Hypersensitivity reactions to chemotherapeutic agents used to treat ovarian cancer are “increasingly common and can greatly limit their use,” according to an article published in the Journal of the National Comprehensive Cancer Network. “Drug desensitization has emerged as a safe and effective way of reintroducing a chemotherapeutic agent or monoclonal antibody responsible for [a hypersensitivity reaction] in a patient who is expected to benefit from its continued use and for whom alternatives are considered less effective and/or more toxic,” reported Matthieu Picard, MD, and colleagues from Brigham and Women’s Hospital, Harvard Medical School, and Dana-Farber Cancer Institute in Boston.
“[Hypersensitivity reactions] to chemotherapy are unpredictable, can occur suddenly, and may deteriorate quickly,” the researchers stated. “[Hypersensitivity reactions] may manifest with a variety of symptoms and may vary in severity from isolated flushing to anaphylaxis. In any case, the drug infusion should be immediately stopped.” Further management of hypersensitivity reactions depends on the drug and the severity of the initial reaction “in accordance with the [National Comprehensive Cancer Network] Clinical Practice Guidelines in Oncology for Ovarian Cancer,” the authors advised.

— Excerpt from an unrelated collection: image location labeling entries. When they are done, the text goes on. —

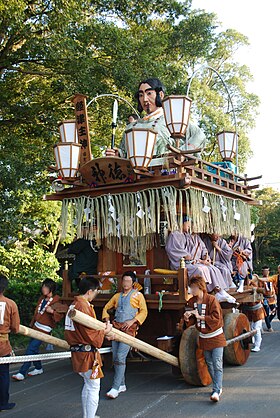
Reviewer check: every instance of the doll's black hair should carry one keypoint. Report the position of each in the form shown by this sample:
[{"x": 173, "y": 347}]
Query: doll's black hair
[{"x": 156, "y": 85}]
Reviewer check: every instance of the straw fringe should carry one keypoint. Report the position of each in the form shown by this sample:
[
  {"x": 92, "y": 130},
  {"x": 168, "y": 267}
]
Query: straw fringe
[{"x": 125, "y": 232}]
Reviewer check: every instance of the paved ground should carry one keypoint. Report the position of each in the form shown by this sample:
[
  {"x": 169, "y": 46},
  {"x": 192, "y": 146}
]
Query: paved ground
[{"x": 252, "y": 390}]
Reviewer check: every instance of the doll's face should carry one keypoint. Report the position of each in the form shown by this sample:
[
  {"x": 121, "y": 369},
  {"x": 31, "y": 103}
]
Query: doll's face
[
  {"x": 127, "y": 283},
  {"x": 195, "y": 291},
  {"x": 187, "y": 226},
  {"x": 45, "y": 290},
  {"x": 147, "y": 98}
]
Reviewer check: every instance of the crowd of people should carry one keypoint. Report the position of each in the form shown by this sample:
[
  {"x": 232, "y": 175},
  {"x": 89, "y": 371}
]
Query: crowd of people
[
  {"x": 130, "y": 311},
  {"x": 215, "y": 266}
]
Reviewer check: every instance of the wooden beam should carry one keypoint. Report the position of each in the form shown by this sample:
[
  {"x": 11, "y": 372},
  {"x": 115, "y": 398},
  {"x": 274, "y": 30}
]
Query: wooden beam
[{"x": 120, "y": 336}]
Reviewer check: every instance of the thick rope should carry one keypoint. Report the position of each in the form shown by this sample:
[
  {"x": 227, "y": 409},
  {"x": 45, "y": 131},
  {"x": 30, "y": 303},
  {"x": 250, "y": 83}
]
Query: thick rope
[{"x": 47, "y": 356}]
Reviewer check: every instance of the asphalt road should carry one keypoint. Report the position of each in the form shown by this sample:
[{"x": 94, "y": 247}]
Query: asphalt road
[{"x": 252, "y": 390}]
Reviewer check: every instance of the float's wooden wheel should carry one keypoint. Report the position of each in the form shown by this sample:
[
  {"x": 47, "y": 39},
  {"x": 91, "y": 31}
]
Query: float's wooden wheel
[
  {"x": 234, "y": 325},
  {"x": 192, "y": 362}
]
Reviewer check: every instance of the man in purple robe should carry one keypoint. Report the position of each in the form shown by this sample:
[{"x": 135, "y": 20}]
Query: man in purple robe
[
  {"x": 242, "y": 261},
  {"x": 183, "y": 244},
  {"x": 220, "y": 253}
]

The most common type of hypersensitivity reactions are type I reactions, also referred to as allergic or infusion reactions, and the article focuses mainly on type I–compatible hypersensitivity reactions to taxanes and platinum drugs, which the researchers noted are key to improving survival in patients with newly diagnosed ovarian cancer and recurrent disease that remains sensitive to platinum.
Management options range from drug reintroduction to discontinuation. “Several tools can assist the clinician in this difficult decision-making process,” the researchers noted. “For instance, an elevated serum tryptase level following an acute reaction can confirm mast cell involvement in the [hypersensitivity reaction], emphasizing the need for prudence if reintroduction is attempted. And in evaluating a patient after [a hypersensitivity reaction], skin testing can accurately identify patients with an allergy to platinum drugs, in whom reintroduction should only be considered through a desensitization protocol.” The authors added that skin testing to other drugs, including taxanes, may also prove useful in the future.
“Recently, the development of desensitization protocols with remarkable safety records has allowed patients with ovarian cancer who experienced mast cell–mediated chemotherapy [hypersensitivity reactions] of any severity to be re-treated with these life-saving molecules. Experience with these protocols is increasing rapidly, because their usefulness in the management of chemotherapy [hypersensitivity reactions] is being increasingly recognized. Efforts are now needed to increase awareness about desensitization procedures so that more patients may benefit. This is a challenge that will require the close collaboration of patients, nurses, oncologists, and allergists,” the investigators concluded. ■
Picard M, et al: J Natl Compr Canc Netw 12:389-402, 2014.